Zakopane bije rekordy popularności wśród turystów na całym świecie
Polacy kochają Zakopane i Podhale. Nasi rodacy i rodaczki chętnie wyjeżdżają w Tatry na letni odpoczynek. W góry przyciągają ich nie tylko niezwykłe widoki, ale także wyjątkowa atmosfera, której trudno szukać w innych miejscach. Jednak nie tylko Polacy pokochali Podhale. Od kilku lat niezwykłym zainteresowaniem cieszy się ten region wśród zagranicznych turystów. Zakopane cieszy się wielką popularnością wśród turystów z krajów arabskich, jednak ściągają do niego także osoby z całej Europy. Chociaż dla lokalnych przedsiębiorców to najlepszy czas na zarobek, życie rodowitych górali staje się znacznie utrudnione, kiedy w ich regionie pojawia się tylu przyjezdnych.
Góral pokazał, jak żyje mu się na Podhalu w szczycie sezonu turystycznego
O tym, jak turyści spędzają czas na Podhalu, wiadomo naprawdę wiele. Czuwają nad tym liczni eksperci, m.in. z Tatrzańskiej Izby Gospodarczej. Niewiele jednak mówi się o tym, poza kontekstem zarobkowym, jak żyje się w szczycie sezonu rodowitym góralom.
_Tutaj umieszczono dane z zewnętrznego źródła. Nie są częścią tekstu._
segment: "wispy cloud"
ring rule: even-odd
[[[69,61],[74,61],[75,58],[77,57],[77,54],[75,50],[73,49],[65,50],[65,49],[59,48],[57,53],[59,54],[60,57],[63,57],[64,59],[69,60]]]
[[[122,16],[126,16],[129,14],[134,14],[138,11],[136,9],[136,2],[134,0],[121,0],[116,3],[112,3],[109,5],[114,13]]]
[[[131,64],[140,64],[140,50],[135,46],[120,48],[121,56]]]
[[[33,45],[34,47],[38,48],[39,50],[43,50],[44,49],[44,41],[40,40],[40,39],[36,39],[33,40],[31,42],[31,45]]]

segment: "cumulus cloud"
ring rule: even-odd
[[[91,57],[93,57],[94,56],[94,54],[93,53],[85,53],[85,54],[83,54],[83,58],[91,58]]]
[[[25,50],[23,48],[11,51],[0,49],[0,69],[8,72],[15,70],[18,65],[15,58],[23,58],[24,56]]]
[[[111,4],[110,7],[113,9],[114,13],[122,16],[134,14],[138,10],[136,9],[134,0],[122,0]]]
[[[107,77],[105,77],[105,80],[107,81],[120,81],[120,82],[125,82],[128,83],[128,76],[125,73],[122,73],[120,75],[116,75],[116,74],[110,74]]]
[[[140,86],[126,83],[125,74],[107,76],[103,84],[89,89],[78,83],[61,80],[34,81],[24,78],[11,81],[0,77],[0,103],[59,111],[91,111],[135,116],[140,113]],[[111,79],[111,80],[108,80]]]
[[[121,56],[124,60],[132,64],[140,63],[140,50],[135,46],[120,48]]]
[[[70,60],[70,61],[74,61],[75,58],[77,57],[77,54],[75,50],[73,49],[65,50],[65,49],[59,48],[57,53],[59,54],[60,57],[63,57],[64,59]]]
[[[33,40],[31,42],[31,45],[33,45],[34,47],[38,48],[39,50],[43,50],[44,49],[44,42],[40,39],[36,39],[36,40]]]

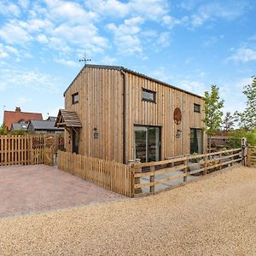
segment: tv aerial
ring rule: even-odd
[[[87,63],[88,61],[91,61],[91,60],[86,58],[86,52],[84,52],[84,57],[82,58],[82,59],[80,59],[79,61],[84,61],[84,67],[85,67],[85,66],[86,66],[86,63]]]

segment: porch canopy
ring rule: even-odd
[[[64,127],[68,130],[70,128],[80,128],[82,124],[76,112],[60,109],[55,126]]]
Rąbka tajemnicy uchylił na ten temat @viralgoral, rodowity mieszkaniem Podhala, który dzieli się swoimi doświadczeniami na TikToku. W jednym z filmów mężczyzna opowiedział o problemach, z którymi mierzą się mieszkańcy Podhala w szczycie sezonu. Na nagraniu wyjaśnia, że problem jest z tym, aby kupić chleb w sklepie, ponieważ błyskawicznie zostaje wyprzedany, podobnie zresztą jak mięso na grilla. To jednak nie wszystko.
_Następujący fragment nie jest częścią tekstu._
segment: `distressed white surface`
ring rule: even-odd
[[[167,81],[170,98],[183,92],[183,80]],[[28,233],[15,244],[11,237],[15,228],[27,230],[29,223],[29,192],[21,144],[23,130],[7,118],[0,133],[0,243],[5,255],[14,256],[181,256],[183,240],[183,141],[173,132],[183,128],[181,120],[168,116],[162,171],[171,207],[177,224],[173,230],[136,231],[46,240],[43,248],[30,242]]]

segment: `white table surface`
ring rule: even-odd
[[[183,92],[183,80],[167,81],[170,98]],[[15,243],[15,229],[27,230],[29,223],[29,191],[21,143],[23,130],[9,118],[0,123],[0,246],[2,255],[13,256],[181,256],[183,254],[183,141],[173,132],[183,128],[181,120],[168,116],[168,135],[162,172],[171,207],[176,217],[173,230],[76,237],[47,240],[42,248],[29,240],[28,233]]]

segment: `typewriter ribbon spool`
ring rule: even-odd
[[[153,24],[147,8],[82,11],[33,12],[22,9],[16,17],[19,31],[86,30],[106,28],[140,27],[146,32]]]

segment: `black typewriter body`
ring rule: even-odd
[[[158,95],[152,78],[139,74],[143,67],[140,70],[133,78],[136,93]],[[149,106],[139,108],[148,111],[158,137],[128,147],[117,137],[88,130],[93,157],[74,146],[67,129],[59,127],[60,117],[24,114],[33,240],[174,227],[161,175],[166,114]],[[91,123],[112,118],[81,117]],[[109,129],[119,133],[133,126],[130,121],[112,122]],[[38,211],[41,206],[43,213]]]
— Mieszkamy na Podhalu, więc to normalne, że w sklepach brakuje chleba — powiedział na nagraniu @viralgoral, pokazując puste półki w Biedronce, która znajduje się w Białce Tatrzańskiej. Dodał, że chleb wyprzedał się na wiele godzin przed zamknięciem, podobnie jak mięso na grilla, takie jak karkówka — Normalne jest też to, że mamy strasznie słaby Internet i zasięg, a w każdej wsi remontują drogi, więc średnio stoimy trzy godziny dziennie w korkach — dodał góral na nagraniu.